Back to bussiness about EasyPG problem. The problem starts with gnus being broken in my emacs 25. Initially I tried to find answers related to gnus, but the error message says something otherwise.

Error while decrypting with "gpg2":

gpg: encrypted with 2048-bit RSA key, ...

gpg: public key decryption failed: Operation cancelled
gpg: decryption failed: No secret key

I use ~/.authinfo.gpg to store my password and emacs automatically encrypt it with my GnuPG key (great feature! try it). It complained about not being about to read my password file ~/.authinfo.gpg which is protected with my GnuPG passphrase.

Since Emacs use EasyPG as the interface to GnuPG program, we can now locate the problem to EasyPG. When I tried to open ~/.authinfo.gpg file, emacs automatically loads it through EasyPG. But emacs did not bring up the interface to enter the passphrase for my secret key. Here is the relevant error message for me.

gpg-agent: command get_passphrase failed: inappropriate ioctl for device

It looks like that emacs cannot read my passphrase through some interface.

Everywhere I looked, I couldn't find a solution. But then I came across a source diff for epa.el for emacs 24.5 and emacs 25.1. It gives me a nice insight of what is going on inside the epa.el (EasyPG) source code. I have reproduced the relevant diff below.

(defcustom epa-pinentry-mode nil
  "The pinentry mode.

GnuPG 2.1 or later has an option to control the behavior of
Pinentry invocation.  Possible modes are: `ask', `cancel',
`error', and `loopback'.  See the GnuPG manual for the meanings.

In epa commands, a particularly useful mode is `loopback', which
redirects all Pinentry queries to the caller, so Emacs can query
passphrase through the minibuffer, instead of external Pinentry
program."
  :type '(choice (const nil)
                 (const ask)
                 (const cancel)
                 (const error)
                 (const loopback))
  :group 'epa
  :version "25.1")

On line 47 of epa.el for emacs 25.1, a new variable epa-pinentry-mode is introduced with defcustom. Its documentation says something about the invocation of pinentry, which sounds like the interface for entering the passphrase. And as the documentation says, by setting epa-pinentry-mode to 'loopback Emacs will handle querying the passphrase through minibuffer, the perfect desired behavior.

Now I add this line of code to my .emacs, and problem solved! Though good proctice might add it though custom-set-variables.

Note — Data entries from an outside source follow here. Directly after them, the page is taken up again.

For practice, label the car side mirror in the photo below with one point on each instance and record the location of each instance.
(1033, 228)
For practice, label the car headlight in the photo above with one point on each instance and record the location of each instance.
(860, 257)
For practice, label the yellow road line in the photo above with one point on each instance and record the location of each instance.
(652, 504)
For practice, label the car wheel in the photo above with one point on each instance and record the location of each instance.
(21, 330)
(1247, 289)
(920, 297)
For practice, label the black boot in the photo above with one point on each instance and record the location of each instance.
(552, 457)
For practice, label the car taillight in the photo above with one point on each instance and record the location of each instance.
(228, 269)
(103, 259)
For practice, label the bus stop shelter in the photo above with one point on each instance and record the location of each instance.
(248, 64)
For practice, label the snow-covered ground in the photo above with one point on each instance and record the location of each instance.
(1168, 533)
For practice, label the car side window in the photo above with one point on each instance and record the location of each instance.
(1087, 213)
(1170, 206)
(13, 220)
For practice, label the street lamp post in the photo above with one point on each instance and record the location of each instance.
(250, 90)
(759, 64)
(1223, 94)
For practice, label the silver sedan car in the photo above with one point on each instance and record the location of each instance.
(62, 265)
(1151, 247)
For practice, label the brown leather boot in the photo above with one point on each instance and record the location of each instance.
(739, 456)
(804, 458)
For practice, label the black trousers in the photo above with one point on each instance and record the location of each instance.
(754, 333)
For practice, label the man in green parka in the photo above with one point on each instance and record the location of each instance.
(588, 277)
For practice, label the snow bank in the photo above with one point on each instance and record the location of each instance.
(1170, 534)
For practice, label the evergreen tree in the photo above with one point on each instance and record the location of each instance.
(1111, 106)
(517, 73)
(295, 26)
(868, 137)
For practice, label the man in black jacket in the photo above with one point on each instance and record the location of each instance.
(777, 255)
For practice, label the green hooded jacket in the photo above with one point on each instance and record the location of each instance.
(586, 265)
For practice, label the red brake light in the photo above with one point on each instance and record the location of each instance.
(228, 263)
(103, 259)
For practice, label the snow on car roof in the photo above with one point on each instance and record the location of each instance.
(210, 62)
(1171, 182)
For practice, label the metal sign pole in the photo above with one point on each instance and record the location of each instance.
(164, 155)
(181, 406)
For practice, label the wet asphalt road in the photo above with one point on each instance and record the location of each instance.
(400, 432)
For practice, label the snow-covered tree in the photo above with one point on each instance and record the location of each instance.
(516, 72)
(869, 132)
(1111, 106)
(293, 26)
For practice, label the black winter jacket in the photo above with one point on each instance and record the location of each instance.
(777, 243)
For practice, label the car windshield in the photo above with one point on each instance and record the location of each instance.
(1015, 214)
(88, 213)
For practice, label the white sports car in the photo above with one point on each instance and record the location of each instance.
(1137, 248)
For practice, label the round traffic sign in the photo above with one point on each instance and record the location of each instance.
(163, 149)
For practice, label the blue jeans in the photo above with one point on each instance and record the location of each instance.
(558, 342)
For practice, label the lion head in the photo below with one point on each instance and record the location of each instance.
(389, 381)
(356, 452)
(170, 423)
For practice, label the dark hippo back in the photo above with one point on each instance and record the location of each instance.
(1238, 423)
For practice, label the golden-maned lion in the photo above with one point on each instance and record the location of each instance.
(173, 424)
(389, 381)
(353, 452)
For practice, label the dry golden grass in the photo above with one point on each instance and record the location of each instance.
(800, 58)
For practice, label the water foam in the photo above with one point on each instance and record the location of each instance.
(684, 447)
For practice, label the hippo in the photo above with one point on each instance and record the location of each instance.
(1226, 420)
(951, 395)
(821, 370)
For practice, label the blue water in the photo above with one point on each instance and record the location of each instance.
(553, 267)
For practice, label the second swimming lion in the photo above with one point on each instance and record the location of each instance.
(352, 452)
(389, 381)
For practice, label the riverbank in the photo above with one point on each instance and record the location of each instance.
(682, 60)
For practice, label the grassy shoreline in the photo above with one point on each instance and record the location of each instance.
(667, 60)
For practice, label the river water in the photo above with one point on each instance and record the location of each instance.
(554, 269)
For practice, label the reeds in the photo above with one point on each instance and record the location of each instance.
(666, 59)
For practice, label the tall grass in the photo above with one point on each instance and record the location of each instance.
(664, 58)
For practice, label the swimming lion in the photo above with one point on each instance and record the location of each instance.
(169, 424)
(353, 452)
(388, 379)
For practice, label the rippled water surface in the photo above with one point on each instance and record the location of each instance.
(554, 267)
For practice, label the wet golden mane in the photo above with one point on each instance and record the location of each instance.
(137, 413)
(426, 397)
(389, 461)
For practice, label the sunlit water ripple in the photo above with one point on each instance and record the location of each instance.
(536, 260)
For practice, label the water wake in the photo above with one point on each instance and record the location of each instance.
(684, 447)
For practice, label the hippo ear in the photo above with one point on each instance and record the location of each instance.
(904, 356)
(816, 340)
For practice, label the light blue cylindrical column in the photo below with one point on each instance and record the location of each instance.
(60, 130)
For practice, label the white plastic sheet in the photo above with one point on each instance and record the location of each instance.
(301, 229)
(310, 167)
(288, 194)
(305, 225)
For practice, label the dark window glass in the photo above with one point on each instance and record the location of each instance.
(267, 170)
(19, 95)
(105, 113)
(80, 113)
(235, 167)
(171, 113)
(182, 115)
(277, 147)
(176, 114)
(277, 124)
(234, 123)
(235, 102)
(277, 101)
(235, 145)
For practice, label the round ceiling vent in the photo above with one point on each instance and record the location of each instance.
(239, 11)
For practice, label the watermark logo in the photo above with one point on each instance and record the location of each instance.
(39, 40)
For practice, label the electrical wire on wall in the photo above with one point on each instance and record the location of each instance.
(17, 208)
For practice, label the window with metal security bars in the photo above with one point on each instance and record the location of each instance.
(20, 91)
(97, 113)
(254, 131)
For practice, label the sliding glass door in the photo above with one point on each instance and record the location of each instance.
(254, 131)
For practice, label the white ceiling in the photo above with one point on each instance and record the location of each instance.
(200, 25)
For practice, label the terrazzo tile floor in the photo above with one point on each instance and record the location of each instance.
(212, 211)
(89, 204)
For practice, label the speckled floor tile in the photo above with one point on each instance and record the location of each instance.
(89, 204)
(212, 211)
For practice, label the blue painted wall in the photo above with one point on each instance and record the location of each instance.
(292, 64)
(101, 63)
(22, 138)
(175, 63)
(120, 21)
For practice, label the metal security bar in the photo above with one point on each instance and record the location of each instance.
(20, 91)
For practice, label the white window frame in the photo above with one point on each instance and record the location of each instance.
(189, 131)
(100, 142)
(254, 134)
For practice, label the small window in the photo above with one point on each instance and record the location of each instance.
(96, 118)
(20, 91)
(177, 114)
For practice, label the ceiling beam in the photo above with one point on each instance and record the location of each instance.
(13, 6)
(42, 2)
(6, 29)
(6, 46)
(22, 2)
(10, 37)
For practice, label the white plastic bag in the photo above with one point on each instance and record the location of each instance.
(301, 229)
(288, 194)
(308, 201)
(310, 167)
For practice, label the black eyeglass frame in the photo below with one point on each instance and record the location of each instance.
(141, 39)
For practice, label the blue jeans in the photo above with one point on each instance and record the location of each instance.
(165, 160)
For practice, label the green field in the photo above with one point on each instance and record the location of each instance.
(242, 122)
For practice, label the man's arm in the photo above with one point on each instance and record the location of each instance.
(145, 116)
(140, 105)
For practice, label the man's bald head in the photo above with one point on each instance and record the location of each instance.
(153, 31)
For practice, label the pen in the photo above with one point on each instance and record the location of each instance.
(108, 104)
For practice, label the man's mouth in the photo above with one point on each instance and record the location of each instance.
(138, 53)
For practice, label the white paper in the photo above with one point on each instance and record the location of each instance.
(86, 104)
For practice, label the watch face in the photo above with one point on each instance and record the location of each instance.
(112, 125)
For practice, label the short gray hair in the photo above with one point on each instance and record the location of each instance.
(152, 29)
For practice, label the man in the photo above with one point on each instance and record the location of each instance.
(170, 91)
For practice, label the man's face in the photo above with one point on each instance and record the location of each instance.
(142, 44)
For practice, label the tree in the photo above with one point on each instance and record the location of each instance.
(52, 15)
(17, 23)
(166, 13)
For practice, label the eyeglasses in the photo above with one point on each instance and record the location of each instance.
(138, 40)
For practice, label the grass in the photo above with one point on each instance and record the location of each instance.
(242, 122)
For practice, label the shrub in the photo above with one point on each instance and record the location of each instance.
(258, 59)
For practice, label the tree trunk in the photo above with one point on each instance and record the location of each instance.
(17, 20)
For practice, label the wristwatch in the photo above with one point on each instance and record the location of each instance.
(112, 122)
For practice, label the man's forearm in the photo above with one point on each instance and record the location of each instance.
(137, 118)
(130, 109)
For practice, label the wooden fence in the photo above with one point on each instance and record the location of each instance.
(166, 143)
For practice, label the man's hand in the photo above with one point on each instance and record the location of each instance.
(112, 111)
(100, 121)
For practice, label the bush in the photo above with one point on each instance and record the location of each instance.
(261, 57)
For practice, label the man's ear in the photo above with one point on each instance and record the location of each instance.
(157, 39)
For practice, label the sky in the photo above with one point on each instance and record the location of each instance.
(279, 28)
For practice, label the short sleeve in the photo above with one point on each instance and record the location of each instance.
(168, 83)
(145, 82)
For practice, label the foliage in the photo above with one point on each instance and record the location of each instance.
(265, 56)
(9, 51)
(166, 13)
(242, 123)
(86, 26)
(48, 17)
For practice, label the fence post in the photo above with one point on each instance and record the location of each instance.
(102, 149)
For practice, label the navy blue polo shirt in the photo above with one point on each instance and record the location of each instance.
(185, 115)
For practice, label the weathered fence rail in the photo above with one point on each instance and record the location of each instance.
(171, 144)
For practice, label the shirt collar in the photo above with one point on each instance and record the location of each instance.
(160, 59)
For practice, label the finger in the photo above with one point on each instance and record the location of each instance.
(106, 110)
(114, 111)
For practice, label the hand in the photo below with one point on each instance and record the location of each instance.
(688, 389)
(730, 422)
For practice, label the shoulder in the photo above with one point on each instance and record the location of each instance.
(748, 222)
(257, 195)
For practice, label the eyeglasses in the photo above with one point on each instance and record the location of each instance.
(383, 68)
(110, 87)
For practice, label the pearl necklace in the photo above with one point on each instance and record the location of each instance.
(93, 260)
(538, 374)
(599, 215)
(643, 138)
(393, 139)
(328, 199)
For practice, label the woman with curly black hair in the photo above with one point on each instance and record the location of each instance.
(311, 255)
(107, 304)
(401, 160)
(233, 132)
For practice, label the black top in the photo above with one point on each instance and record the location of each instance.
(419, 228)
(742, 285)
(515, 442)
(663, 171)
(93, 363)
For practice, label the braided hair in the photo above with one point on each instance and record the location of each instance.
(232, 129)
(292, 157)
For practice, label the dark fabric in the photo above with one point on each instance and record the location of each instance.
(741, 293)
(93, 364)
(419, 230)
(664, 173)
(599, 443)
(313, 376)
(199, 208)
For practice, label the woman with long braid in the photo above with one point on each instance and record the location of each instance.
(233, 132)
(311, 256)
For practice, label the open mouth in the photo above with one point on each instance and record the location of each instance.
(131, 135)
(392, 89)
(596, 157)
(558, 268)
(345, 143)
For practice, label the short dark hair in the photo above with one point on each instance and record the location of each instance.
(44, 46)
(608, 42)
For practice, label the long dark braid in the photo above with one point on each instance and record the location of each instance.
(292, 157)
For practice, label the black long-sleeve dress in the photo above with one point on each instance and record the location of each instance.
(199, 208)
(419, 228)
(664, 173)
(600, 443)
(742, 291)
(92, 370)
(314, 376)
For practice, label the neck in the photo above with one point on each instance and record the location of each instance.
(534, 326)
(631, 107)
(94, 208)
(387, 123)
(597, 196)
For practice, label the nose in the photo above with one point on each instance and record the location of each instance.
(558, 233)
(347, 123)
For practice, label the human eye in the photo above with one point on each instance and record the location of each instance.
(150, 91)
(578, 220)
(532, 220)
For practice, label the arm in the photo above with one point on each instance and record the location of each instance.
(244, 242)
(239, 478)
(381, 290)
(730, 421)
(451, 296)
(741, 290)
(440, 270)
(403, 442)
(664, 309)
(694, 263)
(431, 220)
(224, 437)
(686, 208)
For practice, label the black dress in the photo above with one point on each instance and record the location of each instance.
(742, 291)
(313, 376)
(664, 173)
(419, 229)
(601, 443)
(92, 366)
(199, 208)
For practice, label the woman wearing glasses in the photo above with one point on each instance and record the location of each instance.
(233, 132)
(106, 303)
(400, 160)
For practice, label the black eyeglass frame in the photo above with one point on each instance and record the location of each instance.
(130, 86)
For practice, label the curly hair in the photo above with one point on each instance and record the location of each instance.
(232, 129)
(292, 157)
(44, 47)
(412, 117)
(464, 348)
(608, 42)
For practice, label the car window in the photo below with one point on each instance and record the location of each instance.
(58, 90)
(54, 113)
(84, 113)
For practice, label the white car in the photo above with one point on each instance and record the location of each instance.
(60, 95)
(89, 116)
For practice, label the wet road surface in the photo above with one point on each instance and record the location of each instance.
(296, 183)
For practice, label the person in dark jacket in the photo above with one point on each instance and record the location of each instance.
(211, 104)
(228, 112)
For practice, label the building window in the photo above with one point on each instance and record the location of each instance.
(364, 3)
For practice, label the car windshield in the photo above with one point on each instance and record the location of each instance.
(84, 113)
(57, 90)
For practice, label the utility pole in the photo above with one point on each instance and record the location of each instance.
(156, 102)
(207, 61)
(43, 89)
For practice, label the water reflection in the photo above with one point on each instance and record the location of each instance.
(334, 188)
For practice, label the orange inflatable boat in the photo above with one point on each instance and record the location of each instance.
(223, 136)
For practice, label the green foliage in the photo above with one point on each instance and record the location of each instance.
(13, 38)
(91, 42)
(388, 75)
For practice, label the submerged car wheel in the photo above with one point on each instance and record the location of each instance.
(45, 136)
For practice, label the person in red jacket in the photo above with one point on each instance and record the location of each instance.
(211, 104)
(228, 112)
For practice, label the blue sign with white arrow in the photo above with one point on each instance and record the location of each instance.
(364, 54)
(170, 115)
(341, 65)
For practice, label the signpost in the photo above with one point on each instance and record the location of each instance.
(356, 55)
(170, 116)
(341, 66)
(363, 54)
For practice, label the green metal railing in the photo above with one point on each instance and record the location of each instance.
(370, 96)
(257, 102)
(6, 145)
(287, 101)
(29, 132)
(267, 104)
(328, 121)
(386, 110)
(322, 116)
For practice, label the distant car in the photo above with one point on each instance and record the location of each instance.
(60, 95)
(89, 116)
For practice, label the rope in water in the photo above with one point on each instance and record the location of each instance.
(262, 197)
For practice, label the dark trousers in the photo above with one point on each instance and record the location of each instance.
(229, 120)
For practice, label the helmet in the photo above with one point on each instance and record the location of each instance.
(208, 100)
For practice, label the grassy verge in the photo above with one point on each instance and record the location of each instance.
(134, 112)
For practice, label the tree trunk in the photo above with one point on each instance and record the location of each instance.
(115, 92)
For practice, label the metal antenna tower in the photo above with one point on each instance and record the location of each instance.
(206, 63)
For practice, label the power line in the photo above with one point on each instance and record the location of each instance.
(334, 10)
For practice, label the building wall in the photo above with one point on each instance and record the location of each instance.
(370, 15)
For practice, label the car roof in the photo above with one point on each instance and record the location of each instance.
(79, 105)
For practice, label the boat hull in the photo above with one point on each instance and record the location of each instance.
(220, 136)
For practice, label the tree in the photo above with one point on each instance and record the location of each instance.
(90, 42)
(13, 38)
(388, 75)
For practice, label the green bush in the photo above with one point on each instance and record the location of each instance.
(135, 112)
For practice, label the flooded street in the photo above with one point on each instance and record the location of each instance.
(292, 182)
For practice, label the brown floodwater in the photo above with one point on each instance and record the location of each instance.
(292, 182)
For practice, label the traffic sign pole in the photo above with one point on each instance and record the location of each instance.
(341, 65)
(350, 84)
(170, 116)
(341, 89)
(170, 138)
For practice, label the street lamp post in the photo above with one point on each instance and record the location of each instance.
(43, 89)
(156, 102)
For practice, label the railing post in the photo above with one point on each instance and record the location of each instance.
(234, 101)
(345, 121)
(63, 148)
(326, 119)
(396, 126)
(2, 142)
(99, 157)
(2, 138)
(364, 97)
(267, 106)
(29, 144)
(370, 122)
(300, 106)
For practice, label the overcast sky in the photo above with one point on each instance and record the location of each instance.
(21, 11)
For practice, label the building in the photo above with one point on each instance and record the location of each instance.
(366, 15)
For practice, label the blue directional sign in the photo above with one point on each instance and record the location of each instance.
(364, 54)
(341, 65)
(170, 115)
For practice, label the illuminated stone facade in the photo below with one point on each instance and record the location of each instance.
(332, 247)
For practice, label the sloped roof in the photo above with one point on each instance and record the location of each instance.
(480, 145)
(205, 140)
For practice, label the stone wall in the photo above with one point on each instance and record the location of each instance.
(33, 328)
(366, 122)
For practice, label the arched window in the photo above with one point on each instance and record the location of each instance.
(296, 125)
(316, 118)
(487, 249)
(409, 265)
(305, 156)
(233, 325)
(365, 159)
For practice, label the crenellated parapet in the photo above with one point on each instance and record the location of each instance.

(setq epa-pinentry-mode 'loopback)

A caveat if you are a Mac OS X user like I am, is that brew install gnupg2 would only install GnuPG 2.0, but not GnuPG 2.1. To install GnuPG 2.1, you need to do brew install gnupg21. The reason for this design is that GnuPG 2.1 has a new keychain format that is not compatible with GnuPG 2.0 and GnuPG 1.x. Somehow emacs 25's EasyPG only supports GnuPG 2.1 in my case, so you might have to look out for that.